Domingos de Oliveira faz de BR 716 um mergulho íntimo em suas memórias efervescentes
- Thiago Dantas
- 19 de mai. de 2017
- 2 min de leitura
Diretor revela sua essência em cinebiografia nada usual.

Há quem diga que toda obra ficcional é pessoal, que diz algo sobre seu autor. Embora toda generalização seja controversa, o que acontece em BR 716, o último filme de Domingos de Oliveira, lançado no último ano, atesta essa teoria.

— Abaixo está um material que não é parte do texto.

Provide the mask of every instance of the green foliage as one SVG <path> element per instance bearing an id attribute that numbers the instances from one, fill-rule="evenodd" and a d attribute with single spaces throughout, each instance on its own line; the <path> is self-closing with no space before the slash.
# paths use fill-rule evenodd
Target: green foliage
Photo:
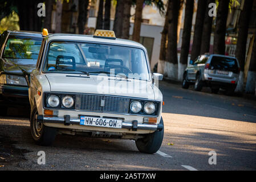
<path id="1" fill-rule="evenodd" d="M 0 21 L 0 34 L 6 30 L 19 30 L 19 16 L 14 11 Z"/>

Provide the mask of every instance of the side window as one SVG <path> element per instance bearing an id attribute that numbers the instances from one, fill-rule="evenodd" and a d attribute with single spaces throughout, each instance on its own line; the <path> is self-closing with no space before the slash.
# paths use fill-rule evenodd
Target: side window
<path id="1" fill-rule="evenodd" d="M 42 59 L 43 57 L 43 48 L 45 46 L 46 40 L 44 39 L 42 42 L 41 47 L 40 48 L 39 54 L 38 55 L 38 58 L 36 63 L 36 68 L 39 69 L 40 68 L 40 65 L 41 65 Z"/>

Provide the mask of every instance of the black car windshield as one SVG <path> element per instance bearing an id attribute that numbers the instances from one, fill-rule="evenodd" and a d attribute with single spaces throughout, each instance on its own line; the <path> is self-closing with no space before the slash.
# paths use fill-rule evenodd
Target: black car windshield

Logo no início do filme, a gente vê uma equipe de filmagem gravando um homem na praia. Uma mulher corre até ele e diz que é personagem, e pergunta se ele é autor ou personagem, personagem de quem. O mesmo diálogo acontece no corte seguinte, mas o enquadramento é outro. Dessa vez, além de mostrar o homem e a mulher, ao fundo do quadro a gente vê o próprio Domingos, diretor do filme, caminhando. A imagem fala por si. E o longa, ao longo de sua metragem, também. E aí entra o mar, não imenso, mas efêmero, formando e desmanchando espumas.

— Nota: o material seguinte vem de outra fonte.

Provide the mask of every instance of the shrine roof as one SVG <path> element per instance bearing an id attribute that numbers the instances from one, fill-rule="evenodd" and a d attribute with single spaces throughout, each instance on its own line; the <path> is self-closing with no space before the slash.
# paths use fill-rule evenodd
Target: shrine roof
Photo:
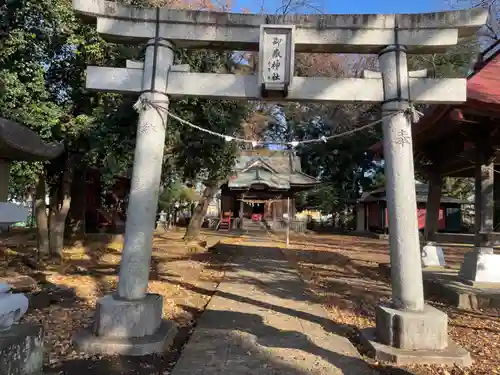
<path id="1" fill-rule="evenodd" d="M 493 51 L 485 58 L 490 48 Z M 429 143 L 431 139 L 435 141 L 438 137 L 445 135 L 449 137 L 452 132 L 459 132 L 462 125 L 470 127 L 470 124 L 460 118 L 465 112 L 500 117 L 500 42 L 496 42 L 490 48 L 480 56 L 474 66 L 474 71 L 467 77 L 467 101 L 465 103 L 434 105 L 417 123 L 413 124 L 414 149 Z M 451 123 L 453 125 L 450 126 Z M 369 150 L 382 154 L 383 142 L 375 143 Z"/>
<path id="2" fill-rule="evenodd" d="M 64 151 L 64 145 L 44 142 L 38 134 L 17 122 L 0 118 L 0 158 L 8 160 L 50 160 Z"/>
<path id="3" fill-rule="evenodd" d="M 249 189 L 252 185 L 265 185 L 270 189 L 289 190 L 317 183 L 316 178 L 302 173 L 295 153 L 261 149 L 241 152 L 228 187 Z"/>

Longe de querer ser um mero registro burocratico e chato, a narrativa de BR 216 é idílica, onírica até. Não à toa a obra perde as cores e assume um preto e branco tão logo seu narrador-protagonista confessa sem pudor que não se lembra direito dos fatos porque estava bêbado, que apenas tenta lembrar das sensações. Como num sonho em preto e branco, onde as impressões são mais fortes e mais intensas do que os próprios atos, o que nos é mostrado é uma expressão íntima e deveras pessoal não do que foi, mas do que pode ter sido; não do todo, mas do que foi sentido.
Nesse mergulho, tão privado, tão particular, nos vemos transportados a uma outra época e temos contato com outros tipos. A saudade do personagem (ou do diretor, tanto faz) em relação a aquilo tudo vira a nossa. A gente se apropria da visão dele e a gente sente tal qual o próprio porque a câmera não permite outra coisa quando captura quadros irretocáveis que nos contam histórias além da história (como, por exemplo, na abertura já descrita ou na cena em que a personagem principal conversa com um de seus amores na cama, depois de um ataque de ciúmes).
E se há o sonho, há também a consciência. O personagem, assim como nós, espectadores, sabe que aquela série de festas intermináveis e emoções tão abudantes de uma vida boêmia vão acabar. E quando acaba, bem, a vida real vem e não perdoa. A vida real, tão bruta e implacável, aparece ali, quando todos os amigos ficam presos dentro do apartamento com medo do golpe de 64 recém instaurado. Ou quando os encontros soam inusitados. Ou quando a vida real, já em cores, já real mesmo, reaparece no formato de sonho.
Tal qual no início, vemos o mar. Ou melhor, a espuma do mar, formando e desmanchando memórias.